After Hobdy returned to Amory, he and his father operated the Northeast Mississippi Fertilizer Company. The Mississippian Railway delivered to them boxcars of materials which they mixed and packaged into 50- 80- and 100- pound bags.
He served on the board of trustees for the Amory Separate School District throughout the 1960s during the time school segregation ended. The board determined they would always comply with the regulations of the United States Department of Health, Education, and Welfare, and they did. The Amory public schools first operated a racially unified school district at the beginning of the 1969-1970 school year. A high school senior that year was his only child, Wendell Hobdy Bryan II, who was born on December 5, 1952, and who is a state senator.
Also in the 1960s, he was employed by the City of Amory as director of Urban Renewal and later he was zoning administrator. He worked to pass a bond issue which, among other things, built the two community centers in Amory.
During the construction of the Tennessee-Tombigbee Waterway, Hobdy was instrumental in working with the U.S. Army Corps of Engineers to develop the industrial park which now abuts the waterway. The area had been designated as a disposal area. He arranged for the city to purchase certain land where the waterway would be located and then to swap land with the corps so that the city wound up owning the industrial site. The former disposal site had become a level industrial site bordering the waterway.

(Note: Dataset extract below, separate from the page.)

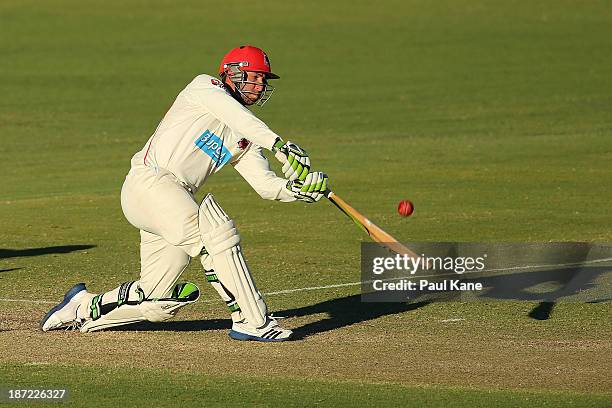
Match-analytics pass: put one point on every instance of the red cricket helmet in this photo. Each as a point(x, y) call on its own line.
point(247, 58)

His wife, Sarah Nadine Morgan, died in 1973. In 1975 he married Eva Morris Duncan, a native of Hinkle Creek in Alcorn County, and the widow of Dr. Owen Duncan. With the marriage came a new set of kinfolk, who he enjoyed getting to know, and a connection to former residents of Hinkle Creek, who he seemed to encounter everywhere. Eva died in 1996.
In later years, Hobdy was a member of the board of the Amory Regional Museum, where he volunteered for countless hours. He remained active in the First United Methodist Church, being particularly supportive of the Glove ministry, which provides food and other assistance to those in need.
He was buried in the Masonic Cemetery in Amory. Because of the pandemic, no funeral was held, but a memorial service will be held at the First United Methodist Church of Amory whenever it becomes safe to do so.
As a child, Hobdy was intrigued with the year 2000, and hoped that he would live to see the new century. He did.